L'Egypte et la péninsule du Sinaï
- Le 22 octobre 2016,le général Adel Rajai, commandant de la neuvième division blindée de l'armée égyptienne a été abattu devant son domicile par des assaillants à moto dans la ville d'Al-U'bour, à une trentaine de kilomètres au Nord-Est du Caire. Un groupe appelé Liwa al-Thawra (Brigade de la révolution) a revendiqué la responsabilité de l'assassinat (Al-Masri al-Yawm, 22 octobre 2016). Adel Rajai servait au Nord du Sinaï et était responsable de la destruction des tunnels entre l'Egypte et Gaza.
- Suite à sa mort, l'armée égyptienne a lancé le 23 octobre 2016 une opération militaire intensive contre des militants de la branche du Sinaï de l'Etat islamique, notamment au Nord de la péninsule du Sinaï et dans les secteurs d'El Arish, cheikh Zoweid et Rafah. Les médias égyptiens ont rapporté que 28 terroristes ont été tués, 54 arrêtés et des bases et des véhicules terroristes et des motos de toutes sortes ont été détruits. Plus tôt (21 octobre 2016), l'armée de l'air égyptienne a attaqué 24 bases terroristes au Nord du Sinaï et les forces terrestres ont mené des opérations militaires intensives contre les militants de l'Etat islamique dans le Sinaï. 21 terroristes ont été tués et 21 motos ont été détruites ainsi que des explosifs, prêts à être utilisés contre les forces de sécurité égyptiennes (Page Facebook du porte-parole de l'armée égyptienne, 21 octobre 2016).
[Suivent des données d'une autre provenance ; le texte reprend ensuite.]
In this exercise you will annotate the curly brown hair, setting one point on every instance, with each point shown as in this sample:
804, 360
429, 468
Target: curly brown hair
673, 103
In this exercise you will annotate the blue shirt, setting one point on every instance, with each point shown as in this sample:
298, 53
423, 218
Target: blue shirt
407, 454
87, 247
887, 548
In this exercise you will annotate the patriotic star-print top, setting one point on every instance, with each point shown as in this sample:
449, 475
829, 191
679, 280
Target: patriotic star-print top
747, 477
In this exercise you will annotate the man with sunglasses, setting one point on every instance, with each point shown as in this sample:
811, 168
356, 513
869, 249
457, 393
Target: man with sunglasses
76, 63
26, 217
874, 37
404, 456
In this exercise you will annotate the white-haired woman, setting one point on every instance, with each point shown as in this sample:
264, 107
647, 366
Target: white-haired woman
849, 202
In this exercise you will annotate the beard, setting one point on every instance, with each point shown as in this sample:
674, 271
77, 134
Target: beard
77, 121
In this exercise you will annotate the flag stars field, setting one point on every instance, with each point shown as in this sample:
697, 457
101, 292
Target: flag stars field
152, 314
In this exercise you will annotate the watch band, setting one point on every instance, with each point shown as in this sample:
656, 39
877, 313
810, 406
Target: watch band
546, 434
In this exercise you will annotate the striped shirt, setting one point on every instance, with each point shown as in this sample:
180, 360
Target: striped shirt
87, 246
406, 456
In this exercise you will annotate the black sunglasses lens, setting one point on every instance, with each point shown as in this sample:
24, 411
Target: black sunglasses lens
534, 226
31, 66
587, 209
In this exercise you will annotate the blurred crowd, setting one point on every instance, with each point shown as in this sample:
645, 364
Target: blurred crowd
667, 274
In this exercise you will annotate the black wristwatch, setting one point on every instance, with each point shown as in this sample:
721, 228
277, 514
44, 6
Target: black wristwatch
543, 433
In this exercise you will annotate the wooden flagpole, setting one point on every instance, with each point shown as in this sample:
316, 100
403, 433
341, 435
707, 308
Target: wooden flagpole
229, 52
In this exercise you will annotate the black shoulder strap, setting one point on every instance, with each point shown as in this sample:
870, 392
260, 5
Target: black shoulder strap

Le jihad dans d'autres pays
Libye
- Les forces du gouvernement libyen de consensus national continuent d'éroder les zones contrôlées par l'Etat islamique dans la ville de Syrte. Cette semaine, les forces libyennes ont terminé leur prise de contrôle du quartier des "600 bâtiments" et ont continué à progresser vers le quartier de la "marine", le dernier avant-poste majeur occupé par l'Etat islamique. Les forces libyennes ont libéré six otages étrangers détenus par l'organisation (un médecin indien et cinq infirmières philippines). Les forces libyennes ont aussi libéré plus de vingt civils, dont trois ressortissants turcs et 11 femmes érythréennes, détenus par l'Etat islamique.
Pakistan
- Le 25 octobre 2016, la Province de Khorasan de l'Etat islamique a annoncé que trois terroristes suicide de l'organisation ont attaqué le centre de formation de la police dans la ville pakistanaise de Quetta, dans l'Ouest du Pakistan (non loin de la frontière de l'Afghanistan). Les assaillants portaient également des gilets explosifs, des armes de petit calibre et des grenades. Ils ont échangé des coups de feu avec des policiers pakistanais pendant plusieurs heures. A la fin de l'attaque, ils se sont fait exploser dans le centre d'un groupe de policiers. Plus de soixante personnes ont été tués et 120 blessées (Aamaq, 25 octobre 2016). L'identité des assaillants reste inconnue[3].
[1]Une étude détaillée de la reprise de Mossoul et de ses conséquences sera prochainement publiée.
[2]Dans la zone de Dabiq a eu lieu, le 24 août 1516, une grande bataille où l'Empire ottoman a remporté une victoire sur les Mamelouks (la bataille de Marj Dabiq). Sultan Selim I a dirigé les forces ottomanes, au nombre d'environ 65 000 soldats, contre les forces mamelouks d'environ 80.000 soldats. La victoire ottomane a ouvert le chemin de Damas et sa prise de contrôle par l'Empire ottoman, et par la suite la reprise de la Grande Syrie (Al-Sham) et l'Egypte des Mamelouks. L'opération Boulier de l'Euphrate a commencé le 24 août, marquant le 500ème anniversaire de la bataille menée près de Dabiq.
[3]La branche Karachi des talibans au Pakistan a également revendiqué la responsabilité de l'attaque.